Thomas Roma, a two-time recipient of the Guggenheim Fellowship, has had solo exhibitions at the Museum of Modern Art and the International Center of Photography, New York. He is the author of Sicilian Passage (powerHouse Books, 2003), Show & Tell (powerHouse Books, 2002), Sanctuary (Johns Hopkins University Press, 2002), Enduring Justice (powerHouse Books, 2001), Higher Ground (Distributed Art Publishers Inc., 1999), Sunset Park (Smithsonian Books, 1998), Found in Brooklyn (W.W. Norton & Co., 1996), and Come Sunday (Museum of Modern Art/Abrams, 1996). Director of Photography at Columbia University, Roma lives in Brooklyn with his wife and son.
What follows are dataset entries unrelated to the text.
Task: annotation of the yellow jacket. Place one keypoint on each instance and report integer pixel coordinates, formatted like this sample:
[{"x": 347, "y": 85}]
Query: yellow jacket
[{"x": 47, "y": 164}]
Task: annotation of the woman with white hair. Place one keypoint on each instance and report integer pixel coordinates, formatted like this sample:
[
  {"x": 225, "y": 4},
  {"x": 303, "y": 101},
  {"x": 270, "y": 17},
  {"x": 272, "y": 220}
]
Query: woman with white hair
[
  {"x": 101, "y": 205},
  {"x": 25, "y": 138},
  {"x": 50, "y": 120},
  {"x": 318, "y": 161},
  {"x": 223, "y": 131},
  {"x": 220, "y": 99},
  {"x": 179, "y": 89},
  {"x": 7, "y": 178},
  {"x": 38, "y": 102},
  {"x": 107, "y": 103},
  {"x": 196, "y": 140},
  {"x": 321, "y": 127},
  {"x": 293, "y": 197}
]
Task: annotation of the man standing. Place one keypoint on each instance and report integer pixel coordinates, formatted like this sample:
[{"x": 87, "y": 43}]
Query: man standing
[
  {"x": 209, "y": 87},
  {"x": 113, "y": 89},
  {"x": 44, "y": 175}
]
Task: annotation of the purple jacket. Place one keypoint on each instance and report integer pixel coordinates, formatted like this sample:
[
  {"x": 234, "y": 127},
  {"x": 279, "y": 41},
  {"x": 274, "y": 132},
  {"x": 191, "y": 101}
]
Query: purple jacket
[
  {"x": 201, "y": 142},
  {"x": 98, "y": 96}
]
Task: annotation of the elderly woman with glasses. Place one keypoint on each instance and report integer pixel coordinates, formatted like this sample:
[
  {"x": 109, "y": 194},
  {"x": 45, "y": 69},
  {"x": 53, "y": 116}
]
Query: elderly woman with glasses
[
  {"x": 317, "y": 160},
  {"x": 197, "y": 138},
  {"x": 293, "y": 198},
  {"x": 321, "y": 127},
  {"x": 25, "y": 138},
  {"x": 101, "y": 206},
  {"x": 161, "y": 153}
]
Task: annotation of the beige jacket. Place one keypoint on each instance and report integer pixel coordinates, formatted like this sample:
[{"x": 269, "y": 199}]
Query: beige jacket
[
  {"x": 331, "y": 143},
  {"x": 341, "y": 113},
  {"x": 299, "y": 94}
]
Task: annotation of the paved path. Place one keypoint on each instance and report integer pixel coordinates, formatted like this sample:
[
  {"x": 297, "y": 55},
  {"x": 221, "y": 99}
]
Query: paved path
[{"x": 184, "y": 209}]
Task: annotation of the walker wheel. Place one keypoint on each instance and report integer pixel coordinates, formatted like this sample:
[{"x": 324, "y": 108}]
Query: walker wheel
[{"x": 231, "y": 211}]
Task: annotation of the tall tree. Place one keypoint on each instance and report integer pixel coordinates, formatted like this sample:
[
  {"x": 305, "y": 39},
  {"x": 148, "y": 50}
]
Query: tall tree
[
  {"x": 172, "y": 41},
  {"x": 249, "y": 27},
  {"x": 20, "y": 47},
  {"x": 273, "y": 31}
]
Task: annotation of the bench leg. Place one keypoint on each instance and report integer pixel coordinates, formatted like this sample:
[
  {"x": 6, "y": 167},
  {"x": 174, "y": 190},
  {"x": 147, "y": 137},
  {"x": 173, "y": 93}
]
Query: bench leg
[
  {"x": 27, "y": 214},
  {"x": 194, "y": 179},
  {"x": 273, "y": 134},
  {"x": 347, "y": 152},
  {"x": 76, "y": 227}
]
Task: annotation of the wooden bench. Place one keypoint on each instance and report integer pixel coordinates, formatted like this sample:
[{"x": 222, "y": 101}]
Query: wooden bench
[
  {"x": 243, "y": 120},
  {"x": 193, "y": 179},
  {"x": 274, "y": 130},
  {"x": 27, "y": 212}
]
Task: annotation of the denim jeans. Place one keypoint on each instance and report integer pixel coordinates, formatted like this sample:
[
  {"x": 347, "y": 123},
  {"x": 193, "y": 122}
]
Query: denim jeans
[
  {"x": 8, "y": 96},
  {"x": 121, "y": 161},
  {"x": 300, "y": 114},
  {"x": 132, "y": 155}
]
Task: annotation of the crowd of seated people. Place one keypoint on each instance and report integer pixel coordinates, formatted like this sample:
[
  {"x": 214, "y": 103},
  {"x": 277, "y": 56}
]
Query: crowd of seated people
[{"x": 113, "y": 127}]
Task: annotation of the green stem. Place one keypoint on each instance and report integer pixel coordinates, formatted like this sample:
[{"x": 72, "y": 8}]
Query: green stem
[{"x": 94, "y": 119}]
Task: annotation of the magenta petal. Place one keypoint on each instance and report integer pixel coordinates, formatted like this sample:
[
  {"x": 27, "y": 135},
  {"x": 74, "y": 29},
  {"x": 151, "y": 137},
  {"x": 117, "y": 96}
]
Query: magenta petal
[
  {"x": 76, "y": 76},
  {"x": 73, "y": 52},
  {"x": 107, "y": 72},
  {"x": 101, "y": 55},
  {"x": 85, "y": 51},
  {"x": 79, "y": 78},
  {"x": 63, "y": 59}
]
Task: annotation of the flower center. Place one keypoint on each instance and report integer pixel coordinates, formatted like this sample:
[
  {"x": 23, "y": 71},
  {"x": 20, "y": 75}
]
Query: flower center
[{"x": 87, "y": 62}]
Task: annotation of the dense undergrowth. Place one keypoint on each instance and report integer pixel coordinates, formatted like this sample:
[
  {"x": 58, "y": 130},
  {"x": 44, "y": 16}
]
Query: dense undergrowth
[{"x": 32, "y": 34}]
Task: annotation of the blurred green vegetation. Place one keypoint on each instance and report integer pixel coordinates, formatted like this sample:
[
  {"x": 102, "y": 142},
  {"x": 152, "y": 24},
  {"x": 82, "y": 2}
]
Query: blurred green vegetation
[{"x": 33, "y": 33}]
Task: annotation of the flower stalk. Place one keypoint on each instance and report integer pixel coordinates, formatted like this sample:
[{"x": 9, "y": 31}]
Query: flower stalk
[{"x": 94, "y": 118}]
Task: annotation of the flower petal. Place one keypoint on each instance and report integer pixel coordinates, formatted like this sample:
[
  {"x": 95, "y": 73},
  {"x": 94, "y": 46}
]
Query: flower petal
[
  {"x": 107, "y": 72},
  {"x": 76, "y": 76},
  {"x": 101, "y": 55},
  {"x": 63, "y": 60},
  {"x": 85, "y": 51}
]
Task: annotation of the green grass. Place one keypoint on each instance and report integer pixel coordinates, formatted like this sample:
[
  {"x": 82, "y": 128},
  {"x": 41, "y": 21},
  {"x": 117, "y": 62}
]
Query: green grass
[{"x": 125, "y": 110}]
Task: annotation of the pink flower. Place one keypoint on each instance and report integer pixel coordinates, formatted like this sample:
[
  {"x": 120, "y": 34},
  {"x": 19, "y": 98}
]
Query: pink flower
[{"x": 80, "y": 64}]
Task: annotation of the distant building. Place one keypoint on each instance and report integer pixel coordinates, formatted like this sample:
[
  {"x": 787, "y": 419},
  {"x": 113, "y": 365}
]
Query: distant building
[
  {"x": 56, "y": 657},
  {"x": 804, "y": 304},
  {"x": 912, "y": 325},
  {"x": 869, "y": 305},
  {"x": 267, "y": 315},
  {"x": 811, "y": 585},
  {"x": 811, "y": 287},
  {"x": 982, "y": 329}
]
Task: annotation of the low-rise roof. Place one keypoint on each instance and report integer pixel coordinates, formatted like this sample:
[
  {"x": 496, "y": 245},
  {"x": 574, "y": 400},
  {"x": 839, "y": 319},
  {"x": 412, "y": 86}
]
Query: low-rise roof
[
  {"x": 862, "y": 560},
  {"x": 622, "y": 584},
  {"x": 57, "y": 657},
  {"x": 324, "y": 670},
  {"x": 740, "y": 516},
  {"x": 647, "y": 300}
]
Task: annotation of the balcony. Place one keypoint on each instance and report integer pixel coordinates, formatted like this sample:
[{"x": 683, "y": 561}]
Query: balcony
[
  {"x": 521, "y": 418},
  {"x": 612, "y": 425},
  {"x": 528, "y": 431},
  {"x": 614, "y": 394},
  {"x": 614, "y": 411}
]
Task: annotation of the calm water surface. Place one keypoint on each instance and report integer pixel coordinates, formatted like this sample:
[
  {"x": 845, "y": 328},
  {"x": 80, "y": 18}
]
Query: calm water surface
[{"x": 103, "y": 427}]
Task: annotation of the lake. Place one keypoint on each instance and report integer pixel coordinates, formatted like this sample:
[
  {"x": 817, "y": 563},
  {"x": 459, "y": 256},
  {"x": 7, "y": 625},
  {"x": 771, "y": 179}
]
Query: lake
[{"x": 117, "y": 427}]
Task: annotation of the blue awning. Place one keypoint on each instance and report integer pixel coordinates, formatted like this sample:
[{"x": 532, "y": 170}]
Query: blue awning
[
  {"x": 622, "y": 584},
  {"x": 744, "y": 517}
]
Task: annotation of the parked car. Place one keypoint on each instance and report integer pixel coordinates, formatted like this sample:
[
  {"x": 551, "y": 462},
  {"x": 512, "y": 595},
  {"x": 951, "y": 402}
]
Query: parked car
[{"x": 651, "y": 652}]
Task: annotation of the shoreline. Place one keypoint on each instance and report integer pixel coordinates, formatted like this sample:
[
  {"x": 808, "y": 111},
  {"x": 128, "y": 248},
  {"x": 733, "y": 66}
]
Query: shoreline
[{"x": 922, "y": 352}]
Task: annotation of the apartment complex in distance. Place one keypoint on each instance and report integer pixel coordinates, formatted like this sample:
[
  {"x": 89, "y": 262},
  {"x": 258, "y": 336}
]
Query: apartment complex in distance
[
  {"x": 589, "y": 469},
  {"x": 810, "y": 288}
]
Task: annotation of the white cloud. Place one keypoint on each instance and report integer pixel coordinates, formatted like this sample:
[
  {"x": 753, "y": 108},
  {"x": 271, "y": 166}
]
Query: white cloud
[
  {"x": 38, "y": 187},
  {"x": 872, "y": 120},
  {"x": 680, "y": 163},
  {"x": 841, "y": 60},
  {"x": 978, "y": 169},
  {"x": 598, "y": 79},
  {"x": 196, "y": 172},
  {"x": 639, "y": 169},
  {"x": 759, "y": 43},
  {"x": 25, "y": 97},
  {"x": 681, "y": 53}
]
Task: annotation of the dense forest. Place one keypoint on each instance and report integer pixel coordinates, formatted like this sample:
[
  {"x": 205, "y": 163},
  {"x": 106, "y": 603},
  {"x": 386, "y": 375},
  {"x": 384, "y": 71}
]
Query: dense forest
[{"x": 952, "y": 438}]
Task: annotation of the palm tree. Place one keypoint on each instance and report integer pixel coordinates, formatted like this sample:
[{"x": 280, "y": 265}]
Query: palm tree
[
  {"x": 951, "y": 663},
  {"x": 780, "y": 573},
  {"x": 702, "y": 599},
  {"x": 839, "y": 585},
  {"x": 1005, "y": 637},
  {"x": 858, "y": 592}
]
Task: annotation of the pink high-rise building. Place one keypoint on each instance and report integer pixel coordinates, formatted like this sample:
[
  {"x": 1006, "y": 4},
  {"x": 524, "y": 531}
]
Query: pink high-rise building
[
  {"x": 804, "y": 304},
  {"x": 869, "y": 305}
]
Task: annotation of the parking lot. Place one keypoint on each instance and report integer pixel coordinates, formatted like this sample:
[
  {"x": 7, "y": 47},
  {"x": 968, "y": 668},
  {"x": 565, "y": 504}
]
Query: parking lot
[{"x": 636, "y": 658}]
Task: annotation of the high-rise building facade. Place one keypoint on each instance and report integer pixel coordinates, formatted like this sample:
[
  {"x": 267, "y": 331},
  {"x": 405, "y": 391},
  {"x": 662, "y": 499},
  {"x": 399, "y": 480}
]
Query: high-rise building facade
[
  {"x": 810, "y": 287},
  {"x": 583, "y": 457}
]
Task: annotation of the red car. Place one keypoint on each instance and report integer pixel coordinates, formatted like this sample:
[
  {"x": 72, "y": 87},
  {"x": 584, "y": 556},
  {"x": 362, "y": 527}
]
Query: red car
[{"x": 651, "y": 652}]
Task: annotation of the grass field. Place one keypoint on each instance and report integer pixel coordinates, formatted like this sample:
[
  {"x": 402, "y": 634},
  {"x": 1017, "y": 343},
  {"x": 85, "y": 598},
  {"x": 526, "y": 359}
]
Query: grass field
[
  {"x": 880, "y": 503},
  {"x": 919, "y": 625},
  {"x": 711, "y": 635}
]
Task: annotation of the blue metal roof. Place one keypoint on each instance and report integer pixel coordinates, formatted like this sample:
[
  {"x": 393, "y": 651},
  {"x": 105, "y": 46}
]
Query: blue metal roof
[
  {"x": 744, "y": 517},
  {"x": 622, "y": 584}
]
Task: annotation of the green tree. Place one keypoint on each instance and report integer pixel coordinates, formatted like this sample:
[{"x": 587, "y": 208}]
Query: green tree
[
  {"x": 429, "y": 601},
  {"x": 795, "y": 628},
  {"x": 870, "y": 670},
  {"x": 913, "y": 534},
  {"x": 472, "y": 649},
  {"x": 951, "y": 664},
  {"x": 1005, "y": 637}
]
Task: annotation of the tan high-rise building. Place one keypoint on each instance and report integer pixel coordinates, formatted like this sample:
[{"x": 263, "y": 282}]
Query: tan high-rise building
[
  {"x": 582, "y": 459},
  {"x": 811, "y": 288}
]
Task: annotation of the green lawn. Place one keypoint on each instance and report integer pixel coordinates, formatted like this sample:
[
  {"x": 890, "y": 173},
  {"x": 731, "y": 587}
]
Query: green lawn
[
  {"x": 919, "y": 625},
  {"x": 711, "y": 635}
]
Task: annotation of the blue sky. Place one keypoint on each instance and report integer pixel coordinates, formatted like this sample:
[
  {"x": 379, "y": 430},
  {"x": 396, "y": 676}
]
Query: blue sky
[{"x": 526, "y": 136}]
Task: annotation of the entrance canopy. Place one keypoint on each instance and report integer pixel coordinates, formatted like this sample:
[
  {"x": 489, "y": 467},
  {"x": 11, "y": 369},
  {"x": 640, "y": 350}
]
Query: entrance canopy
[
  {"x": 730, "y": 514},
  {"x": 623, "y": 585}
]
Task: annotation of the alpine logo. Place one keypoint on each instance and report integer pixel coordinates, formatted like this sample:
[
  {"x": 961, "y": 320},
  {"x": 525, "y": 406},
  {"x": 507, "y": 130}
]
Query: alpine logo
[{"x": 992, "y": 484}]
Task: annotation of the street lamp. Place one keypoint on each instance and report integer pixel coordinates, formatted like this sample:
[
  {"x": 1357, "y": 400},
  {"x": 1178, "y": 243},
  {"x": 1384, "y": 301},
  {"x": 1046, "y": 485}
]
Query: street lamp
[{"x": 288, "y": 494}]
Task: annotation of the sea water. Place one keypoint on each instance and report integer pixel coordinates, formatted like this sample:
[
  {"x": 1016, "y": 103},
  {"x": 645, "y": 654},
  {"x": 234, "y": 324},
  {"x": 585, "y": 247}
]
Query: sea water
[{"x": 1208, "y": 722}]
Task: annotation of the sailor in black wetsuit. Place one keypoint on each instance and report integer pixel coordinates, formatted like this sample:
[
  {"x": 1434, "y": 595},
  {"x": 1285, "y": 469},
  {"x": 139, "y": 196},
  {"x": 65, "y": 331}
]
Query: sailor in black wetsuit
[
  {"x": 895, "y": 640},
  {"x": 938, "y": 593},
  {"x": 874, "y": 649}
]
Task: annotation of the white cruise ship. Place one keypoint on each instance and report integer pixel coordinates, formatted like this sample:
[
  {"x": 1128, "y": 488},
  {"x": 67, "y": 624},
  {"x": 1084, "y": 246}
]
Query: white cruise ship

John Szarkowski is director emeritus of the Department of Photography at the Museum of Modern Art, New York and was the director of the department from 1962 to 1991, in which time he oversaw more than one hundred exhibitions and the inauguration of MoMA’s photography collection galleries, and edited and contributed writing to numerous publications. Szarkowski is the recipient of various awards, including two International Center of Photography Infinity Awards and the Royal Photographic Society Progress Medal. He published a retrospective of his photographs, John Szarkowski: Photographs (Bulfinch, 2005), in conjunction with a traveling exhibition launched at SFMOMA, San Francisco in 2004. Szarkowski lives in New York.

From Publishers Weekly:

Inspired by a photographic project he did for Steve Buscemi's film Animal Factory, Roma (whose last book, Sicilian Passage, was photographs of his ancestral Sicily) returned to Philadelphia's Holmesburg Prison to photograph its vacant cells. Szarkowski drafts Kafka, Conrad, Homer, Caesar, Napoleon and 19th century sailors into his rolling free-associative foreword, though what, exactly, he's trying to communicate remains a mystery. There is more insight, thankfully, revealed in the scrawled prayers, calendars and sketches expertly captured in Roma's photographs. One image preserves a sketch of a front door with a prominent handle labeled "pull" and a plaque drawn near it with a quotation from Oscar Wilde's The Ballad of Reading Gaol, from which Roma also takes his title ("The vilest deeds like poison weeds / Bloom in prison air / It is only what is good in man / That wastes and withers there"). The cell walls, all marked by sheets of peeling paint and ethereally lit by overhead air shafts, run the gamut from unadorned to murals featuring icons like dragons and barely dressed (and large-breasted) women. Several tell stories, such as the drawing of one man shooting another ("Ah, I'm hit," reads the dialog bubble next to the wounded character's head). Readers would do well to skip the foreword and immerse themselves instead in Roma's captivating photographs.